Similar to the Blackberry, the C3 boasts a curved candybar handset with a full QWERTY keyboard, including a touchpad similar to the Curve. Weighing in a mere 114g, the phone comes in a variety of colours, from pink to gold. Pick the one that fits your style and pop it in your pocket.
Blackberry doesn’t have the final word on its signature candybar full-QWERTY smartphones anymore as just about all the Big Fives have one. Finnish smartphone leader in the Symbian world Nokia has plenty in its E-series line-up but goes one step further to use the Blackberry form factor in the Nokia C3, a non-smartphone that can easily be mistaken for one.
It looks and feels like one, but it isn’t. The C3 is another fine specimen that blurs the distinction between that two on a more modest budget line that should please a wider market that wants a Blackberry on the looks department.

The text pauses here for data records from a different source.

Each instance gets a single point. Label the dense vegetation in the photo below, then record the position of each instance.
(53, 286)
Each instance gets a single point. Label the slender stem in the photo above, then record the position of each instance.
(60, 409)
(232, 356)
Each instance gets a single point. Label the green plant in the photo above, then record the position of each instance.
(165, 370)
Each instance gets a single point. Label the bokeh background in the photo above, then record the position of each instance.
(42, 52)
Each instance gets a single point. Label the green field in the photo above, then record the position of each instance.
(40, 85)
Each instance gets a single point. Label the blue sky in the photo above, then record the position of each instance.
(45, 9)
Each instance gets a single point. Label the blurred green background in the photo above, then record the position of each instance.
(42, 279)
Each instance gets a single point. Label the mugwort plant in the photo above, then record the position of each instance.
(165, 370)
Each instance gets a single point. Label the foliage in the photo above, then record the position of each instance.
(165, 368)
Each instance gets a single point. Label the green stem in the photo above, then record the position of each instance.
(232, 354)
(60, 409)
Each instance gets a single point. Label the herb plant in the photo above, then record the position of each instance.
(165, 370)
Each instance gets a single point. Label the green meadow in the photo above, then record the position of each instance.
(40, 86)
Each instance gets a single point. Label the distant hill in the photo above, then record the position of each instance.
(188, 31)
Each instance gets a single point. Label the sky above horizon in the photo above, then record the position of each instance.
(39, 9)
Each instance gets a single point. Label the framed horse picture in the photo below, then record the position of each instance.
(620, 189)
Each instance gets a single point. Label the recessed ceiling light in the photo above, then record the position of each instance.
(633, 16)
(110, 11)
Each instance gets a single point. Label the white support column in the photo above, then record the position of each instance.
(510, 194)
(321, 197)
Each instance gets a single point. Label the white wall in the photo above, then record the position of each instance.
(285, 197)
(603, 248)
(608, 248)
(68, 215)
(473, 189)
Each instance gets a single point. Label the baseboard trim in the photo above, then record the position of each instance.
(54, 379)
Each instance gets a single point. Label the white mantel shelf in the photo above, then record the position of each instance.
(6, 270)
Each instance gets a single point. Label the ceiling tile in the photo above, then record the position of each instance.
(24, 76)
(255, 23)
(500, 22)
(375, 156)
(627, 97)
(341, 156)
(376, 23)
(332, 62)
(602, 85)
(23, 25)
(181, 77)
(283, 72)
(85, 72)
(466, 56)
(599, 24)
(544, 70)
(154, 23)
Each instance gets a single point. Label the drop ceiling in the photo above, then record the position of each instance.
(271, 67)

Measuring 115.5 x 58.1 x 13.6 mm with a lightweight 114g comfortable in any pocket, it doesn’t have the thin profile of the E71/E72, but neither do the Blackberrys. And apart from the common black, it comes in state grey, hot pink and golden white body colors you can choose from which betrays its pitch to a younger more fickle-minded crowd.
Features on a Non-Smartphone
It is not a 3G phone. There’s no GPS either. But it has WiFi 802.11b/g for hotspot online social networking and downloading at a more than adequate 54 Mbps local data speeds. As a capable social networking messaging handset, the C3 delivers as it comes preloaded with the Opera Mini with SNS apps and Flash Lite 3.0 support.
You will need to secure a GPRS/EDGE data plan from your network carrier to get decent SNS messaging, push email, instant messaging, internet browsing and downloading speeds because it ’s just your basic quad band GSM (850/ 900/ 1800/ 1900) on 2G with class 32 GPRS/EDGE data connectivity up to 296 Kbps. It local high speed connectivity also supports Bluetooth 2.0 with A2DP and microUSB 2.0.
The C3 has the usual landscape 2.4-inch TFT LCD screen with the minimum QVGA resolution and 256k color depth. Its imaging prowess gets a rather outdated camera with just 2 megapixels of resolution and no autofocus or LED flash, but you get a decent QCIF video capture at 15fps that yields low file sizes you can immediately upload to your media sharing sites or SNS.
Your mobile entertainment is served with a stereo FM radio with RDS, an audio player supporting MP3, WAV, WMA and eAAC+ file formats and a video player supporting MP4, H.263 and H.264 files. It has a monaural speakerphone but for stereo listening, its 3.5mm audio out jack allows using your high fidelity headsets and its A2DP profile support over Bluetooth allows wireless stereo listening.
Onboard phone memory comes with a modest 55 MB with practically unlimited phonebook entries. But your multimedia files are better stored on a microSD card which the phone supports for up to 16 GB. Its standard BL-5J li-ion battery on a full charge is muscled enough to deliver up 7 hours of talk time on 2G and 792 hours when on standby.